De fait, on y trouve largement de quoi alimenter sans effort une critique assassine. L'énumération des aberrations pourrait être sans fin, citons les principales :

- l'absence totale de mise en perspective historique (Quel est l'enjeu réel de la bataille décrite ? Que doit précisément craindre le peuple de Sparte ? Quelles sont les conséquences de l'invasion ?),

- l'affligeante modernisation des caractères aboutissant au portrait d'un roi qui peut être en même temps un guerrier beuglant à la Schwarzenegger et un interlocuteur plein d'esprit maniant le second degré à la George Clooney,

- la mise en valeur exclusive, chez les soldats, de corps bodybuildés qui ne déparerait pas dans un calendrier du Stade Français (les femmes, quant à elles, ont à l'occasion des postures de chanteuses R'n'B et portent la toge de manière diablement sexy, ce détail ne constituant toutefois pas, à mes yeux, le défaut le plus rédhibitoire du film),

- l'atroce bande originale enfilant les perles new age et les riffs de hard rock FM (je vous laisse deviner quel genre accompagne les séquences d'émotion et celles de combat),

- l'abondance de ralentis qui doit bien rallonger le métrage d'une bonne demi-heure,

- la crétinerie des intrigues politiques à l'arrière du front,

- la voix-off omniprésente, pompeuse et redondante,

- l'esthétique numérique lisse et monochrome, entre jeu vidéo et publicité pour l'armée.

A partir de ces quelques données, il est difficile de ne pas se laisser aller à la franche déconnade pour profiter pleinement de ce film de bourrin. Cependant, le rire se coince légèrement dans la gorge lorsque l'on s'enquiert du message véhiculé par Zack Snyder. L'affaire est simple : Sparte se défend contre les attaques des forces obscures (et obscurantistes) venant de l'Orient. L'ennemi est décadent, dégénéré et fourbe. Sa vie tourne autour de l'or, de l'esclavage et de petites pépées. Il massacre allègrement les innocents et use même, dans le combat, de bombes. Les guerriers spartiates, pour le contrer, obtiennent l'aide d'un peuple voisin mais cette armée supplétive est composée essentiellement de sculpteurs, de bûcherons, d'artisans, ce que le roi Léonidas ne manquera pas de leur faire remarquer.
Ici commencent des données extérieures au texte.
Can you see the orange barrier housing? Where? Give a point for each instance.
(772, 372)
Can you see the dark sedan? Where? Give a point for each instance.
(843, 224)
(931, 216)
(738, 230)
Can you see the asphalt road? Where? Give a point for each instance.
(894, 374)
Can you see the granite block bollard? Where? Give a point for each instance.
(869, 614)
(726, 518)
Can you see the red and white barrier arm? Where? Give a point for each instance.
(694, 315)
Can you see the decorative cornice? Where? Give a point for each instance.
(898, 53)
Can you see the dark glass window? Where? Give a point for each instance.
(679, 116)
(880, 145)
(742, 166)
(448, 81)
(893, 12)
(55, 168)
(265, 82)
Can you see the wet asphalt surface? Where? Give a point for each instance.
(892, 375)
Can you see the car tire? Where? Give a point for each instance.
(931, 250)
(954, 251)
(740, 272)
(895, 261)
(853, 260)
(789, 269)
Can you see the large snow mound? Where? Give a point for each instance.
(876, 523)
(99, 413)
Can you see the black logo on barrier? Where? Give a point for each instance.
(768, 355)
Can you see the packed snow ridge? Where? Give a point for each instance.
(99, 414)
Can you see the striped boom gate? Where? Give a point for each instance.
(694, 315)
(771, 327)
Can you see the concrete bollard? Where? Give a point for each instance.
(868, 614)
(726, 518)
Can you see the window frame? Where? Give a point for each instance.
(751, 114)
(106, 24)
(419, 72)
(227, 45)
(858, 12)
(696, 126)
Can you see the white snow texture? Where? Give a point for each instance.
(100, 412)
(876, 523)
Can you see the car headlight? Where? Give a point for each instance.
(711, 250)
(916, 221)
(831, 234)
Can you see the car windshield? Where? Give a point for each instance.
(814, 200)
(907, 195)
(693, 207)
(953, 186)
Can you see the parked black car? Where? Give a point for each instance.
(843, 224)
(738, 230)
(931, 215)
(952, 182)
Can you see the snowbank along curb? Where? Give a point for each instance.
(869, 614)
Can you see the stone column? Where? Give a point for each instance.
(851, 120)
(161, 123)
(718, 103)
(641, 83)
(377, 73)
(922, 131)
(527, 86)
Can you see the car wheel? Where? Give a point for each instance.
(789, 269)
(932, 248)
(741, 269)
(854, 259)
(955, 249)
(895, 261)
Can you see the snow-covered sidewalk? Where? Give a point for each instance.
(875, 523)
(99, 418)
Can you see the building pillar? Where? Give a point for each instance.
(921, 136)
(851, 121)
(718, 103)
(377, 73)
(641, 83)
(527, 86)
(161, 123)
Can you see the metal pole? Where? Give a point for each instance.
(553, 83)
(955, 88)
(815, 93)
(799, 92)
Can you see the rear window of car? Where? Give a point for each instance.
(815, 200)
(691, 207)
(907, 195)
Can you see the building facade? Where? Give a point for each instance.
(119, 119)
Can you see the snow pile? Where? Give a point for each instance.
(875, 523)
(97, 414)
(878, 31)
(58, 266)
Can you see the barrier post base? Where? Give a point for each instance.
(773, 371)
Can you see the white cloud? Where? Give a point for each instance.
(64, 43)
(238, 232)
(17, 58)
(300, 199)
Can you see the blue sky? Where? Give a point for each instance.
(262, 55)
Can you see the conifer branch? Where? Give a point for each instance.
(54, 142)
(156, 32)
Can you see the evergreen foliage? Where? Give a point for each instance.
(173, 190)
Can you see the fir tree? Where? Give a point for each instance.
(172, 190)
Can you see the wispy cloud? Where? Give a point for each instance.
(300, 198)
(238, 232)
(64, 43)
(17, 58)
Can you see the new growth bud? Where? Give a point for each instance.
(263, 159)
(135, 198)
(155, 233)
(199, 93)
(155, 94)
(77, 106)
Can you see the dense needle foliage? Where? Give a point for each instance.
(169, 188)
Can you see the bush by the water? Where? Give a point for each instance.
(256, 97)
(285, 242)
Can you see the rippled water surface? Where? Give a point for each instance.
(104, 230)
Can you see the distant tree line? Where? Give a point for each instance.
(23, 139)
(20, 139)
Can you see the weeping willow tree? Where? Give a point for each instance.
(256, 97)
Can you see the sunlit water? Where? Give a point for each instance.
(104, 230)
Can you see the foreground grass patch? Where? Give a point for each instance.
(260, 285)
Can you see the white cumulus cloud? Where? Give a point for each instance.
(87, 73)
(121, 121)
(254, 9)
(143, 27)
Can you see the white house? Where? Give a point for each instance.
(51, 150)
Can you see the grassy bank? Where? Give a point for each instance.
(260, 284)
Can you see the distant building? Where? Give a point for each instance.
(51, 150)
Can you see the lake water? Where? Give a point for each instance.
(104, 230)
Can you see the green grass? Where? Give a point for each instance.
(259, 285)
Celui-ci ne sera donc guère étonné de voir ces alliés se battre "en amateur" avant de se replier le laissant, lui et ses hommes, se sacrifier. Dans la cité, loin du champ de bataille où se joue son avenir, le pouvoir est entre des mains corrompues et l'assemblée politique ne prend aucune décision, ne sert à rien. Le véritable homme libre, nous serine-t-on dans 300 est donc le guerrier, l'homme fort et obéissant, l'homme qui sait mourir pour la patrie, pour son guide et pour la gloire, plein de ferveur. Cette société spartiate, qui figure dans l'esprit des auteurs le modèle originel des démocraties futures, il faut toutefois noter qu'elle n'est jamais décrite dans son fonctionnement et qu'il n'est ici question que de sa défense, ce qui autorise la mort violente et rassurante de tous ceux qui la menacent, de l'émissaire ennemi jusqu'au traître en passant par le violeur de la reine. 300 est un film qui repose sur une base idéologique clairement fasciste.
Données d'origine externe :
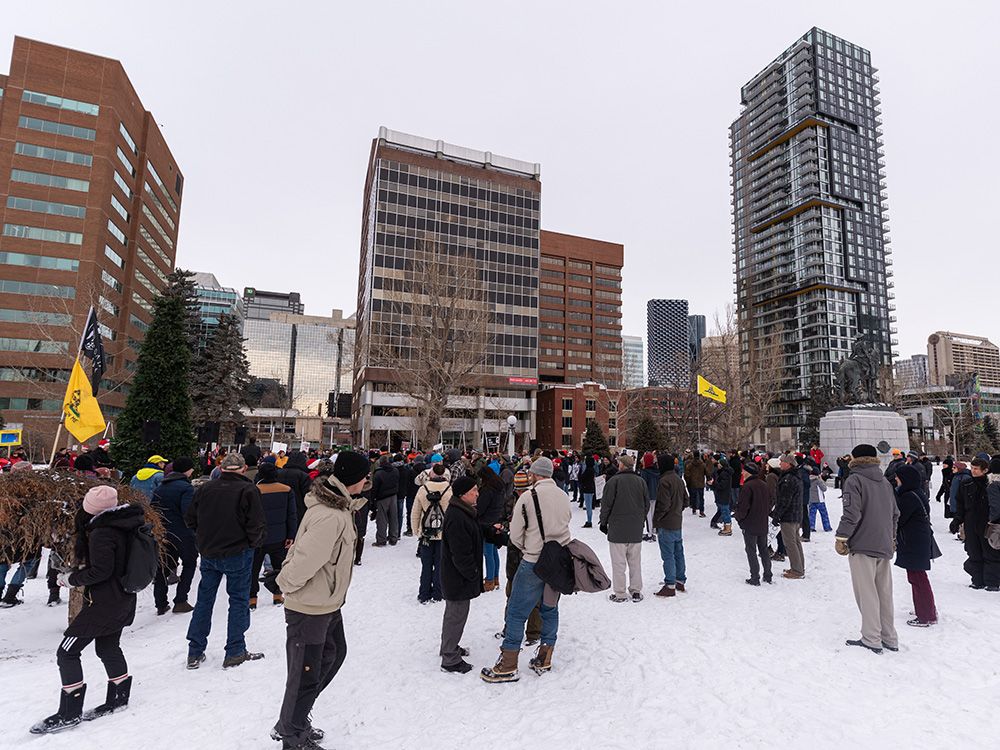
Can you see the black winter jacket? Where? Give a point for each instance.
(172, 499)
(788, 498)
(107, 606)
(462, 551)
(227, 516)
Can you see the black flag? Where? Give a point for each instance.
(93, 347)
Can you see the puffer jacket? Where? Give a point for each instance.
(317, 572)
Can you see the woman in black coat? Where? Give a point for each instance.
(914, 543)
(462, 537)
(104, 530)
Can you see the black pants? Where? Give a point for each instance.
(188, 556)
(109, 651)
(315, 649)
(756, 545)
(277, 552)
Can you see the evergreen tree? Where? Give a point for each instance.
(646, 436)
(594, 441)
(160, 388)
(220, 384)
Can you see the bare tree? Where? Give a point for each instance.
(435, 331)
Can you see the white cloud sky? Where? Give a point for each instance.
(270, 109)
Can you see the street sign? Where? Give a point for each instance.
(10, 438)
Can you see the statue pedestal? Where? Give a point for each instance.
(842, 429)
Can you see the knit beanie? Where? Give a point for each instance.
(100, 497)
(350, 468)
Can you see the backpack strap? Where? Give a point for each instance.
(538, 514)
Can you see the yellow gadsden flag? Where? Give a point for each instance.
(83, 413)
(708, 390)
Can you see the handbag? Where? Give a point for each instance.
(555, 563)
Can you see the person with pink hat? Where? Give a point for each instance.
(104, 530)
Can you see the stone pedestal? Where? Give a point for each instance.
(841, 429)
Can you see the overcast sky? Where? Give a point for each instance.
(270, 109)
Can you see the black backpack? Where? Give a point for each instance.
(434, 517)
(142, 560)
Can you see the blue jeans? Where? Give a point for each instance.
(525, 593)
(236, 569)
(672, 554)
(430, 570)
(19, 575)
(492, 561)
(824, 516)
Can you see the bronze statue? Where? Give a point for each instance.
(857, 375)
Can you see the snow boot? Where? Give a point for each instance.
(541, 662)
(116, 700)
(505, 670)
(68, 716)
(235, 661)
(10, 597)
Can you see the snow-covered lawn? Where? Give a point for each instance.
(724, 665)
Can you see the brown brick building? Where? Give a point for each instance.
(579, 328)
(89, 208)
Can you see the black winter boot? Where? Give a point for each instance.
(68, 716)
(116, 700)
(10, 597)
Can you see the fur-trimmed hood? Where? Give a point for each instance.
(331, 492)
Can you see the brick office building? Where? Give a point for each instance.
(580, 332)
(89, 207)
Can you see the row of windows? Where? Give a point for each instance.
(49, 180)
(59, 102)
(39, 261)
(46, 207)
(53, 154)
(38, 346)
(40, 233)
(56, 128)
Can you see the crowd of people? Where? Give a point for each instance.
(297, 523)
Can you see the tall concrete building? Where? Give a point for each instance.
(580, 299)
(668, 343)
(696, 334)
(90, 209)
(950, 354)
(214, 301)
(633, 362)
(427, 202)
(810, 224)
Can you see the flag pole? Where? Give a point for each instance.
(62, 413)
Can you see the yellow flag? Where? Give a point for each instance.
(83, 413)
(708, 390)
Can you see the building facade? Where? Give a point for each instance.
(425, 200)
(950, 354)
(668, 343)
(564, 411)
(214, 301)
(912, 372)
(633, 362)
(813, 266)
(90, 209)
(580, 298)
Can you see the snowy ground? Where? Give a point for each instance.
(724, 665)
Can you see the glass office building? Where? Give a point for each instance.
(810, 222)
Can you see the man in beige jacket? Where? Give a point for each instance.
(314, 578)
(528, 589)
Et son esthétique est à l'avenant, ce qui rend l'œuvre, en un sens, parfaitement cohérente. Cherchant à fasciner le spectateur, le cinéaste en appelle aux tripes, accumule les harangues vibrantes et les chantages émotionnels (titillant toujours la fibre familiale). Il marche à l'épate et vise à obtenir la mise en suspens de notre jugement. Et, avouerai-je, il y parvient par instants, quand les combats se succèdent indéfiniment sur le même terrain, entre falaise et mer déchaînée, et sous le même ciel menaçant, quand déboule l'heroic fantasy et ses créatures infernales, quand le gore se fait graphique et les effusions de sang rythmiques, quand les tas de cadavres se fondent dans le décor de rochers. Le film de Snyder est une force noire en marche, virtuelle toujours, épuisante souvent, ridicule régulièrement, mais aussi, pendant quelques minutes éparses, presque fascinante. 300 est finalement moins un prétexte à la rigolade qu'un objet à étudier, avec des pincettes.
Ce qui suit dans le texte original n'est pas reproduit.